Dive Brief:
- Pickup is the fastest-growing component of Albertsons’ e-commerce operations, and the grocer is focused on expanding the service to more stores, CEO Vivek Sankaran said last Wednesday during Goldman Sachs’ Global Retailing Conference. “Our growth rate is much faster than the growth rate of our expansion, which tells me that there’s more same-store sales in Drive Up & Go,” he said.
- Albertsons sees micro-fulfillment technology as a good match for its emphasis on fresh items, “and we’re already exploring locations for this year to start rolling that out,” Sankaran said during the conference.
- Albertsons has seen e-commerce penetration accelerate “by at least a couple of years” because of the pandemic, Sankaran said. The company is investing in technology to make it easier for customers to build shopping lists and allow people to use a single app to place an order, among other improvements. “E-commerce is a big part of that easy equation, so we’re pulling all of those investments forward,” he said.
Dive Insight:
A year and a half after taking over as CEO of Albertsons, Sankaran said he sees the supermarket chain as well positioned for growth without needing to substantially increase the number of locations it runs.
The grocer is paying close attention to making its stores more efficient and productive, and is working on improvements across the board, including how it buys grocery bags and handles promotions. Investments in automation technology are also high on its agenda.
Alertsons is investing in its fresh assortment, which it sees as especially important because people are eating more meals at home, Sankaran said, noting that he is especially pleased with the performance of its private label products, some of which are outpacing its stores in terms of growth.
Sankaran emphasized that Albertsons looks to match the selection of products in its stores to reflect the communities it serves, and said those efforts are why it sees micro-fulfillment as essential to its e-commerce strategy.

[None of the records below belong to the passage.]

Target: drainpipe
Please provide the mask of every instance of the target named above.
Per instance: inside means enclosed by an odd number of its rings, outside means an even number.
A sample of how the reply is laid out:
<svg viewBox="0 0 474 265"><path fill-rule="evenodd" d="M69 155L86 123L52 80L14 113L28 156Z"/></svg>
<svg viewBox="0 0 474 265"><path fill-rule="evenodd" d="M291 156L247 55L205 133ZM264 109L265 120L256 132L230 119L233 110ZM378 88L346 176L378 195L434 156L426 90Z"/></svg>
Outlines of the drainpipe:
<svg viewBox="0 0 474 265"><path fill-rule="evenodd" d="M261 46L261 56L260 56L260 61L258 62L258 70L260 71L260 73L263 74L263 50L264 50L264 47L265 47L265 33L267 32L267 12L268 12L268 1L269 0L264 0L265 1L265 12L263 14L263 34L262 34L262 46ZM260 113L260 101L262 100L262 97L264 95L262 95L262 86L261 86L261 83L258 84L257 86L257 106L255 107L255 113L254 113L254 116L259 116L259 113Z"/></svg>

“We have spent a lot of years optimizing and tailoring the assortment at a store for the neighborhood around the store … you don’t want to lose that tailoring and your curation for your customer just because you’re going to e-commerce,” he said. "From a culture standpoint, we love celebrating our local knowledge that brings us speed, flexibility, yet finding ways to leverage scale."
Albertsons saw its digital sales grow 276% in the first quarter, which marked its debut as a public company.
Albertsons is also paying close attention to customer service, and recorded 27% enrollment growth in its loyalty program during Q1, Sankaran said. “People are shopping more with us, going up the loyalty ladder and spending more with us.”
Store remodels are also a priority for the grocer. The chain redid 46 stores during the first quarter and plans to continue its renovation efforts “at a significant pace,” according to Sankaran.
Sankaran also addressed the inventory challenges that had plagued the company at the start of the pandemic. He said shortages of many basic items, like produce and meat, have subsided. But the company is continuing to face challenges in obtaining items that are in higher demand now than they were previously, pointing to sanitizers, paper towels, baking products and processed meats as examples of products that are hard to keep in stock, according to Sankaran.
Sankaran said that Albertsons’ ability to obtain many items depends on the ability and willingness of manufacturers to step up production, adding that it can take a year or more to modify a production line to turn out more of a given type good.
“I empathize with the CPG companies. It’s a difficult decision for them. To what extent do they start investing in capital to meet this demand in some categories and will that kind of demand continue to stay? I suspect some of them will do that because there’s just a clear need,” Sankaran said.
Sankaran said he thinks Albertson is performing better than the performance of its stock price would suggest. Shares in the company, which went public in June at $16 per share, below expectations, closed Friday at $14.15 on the New York Stock Exchange.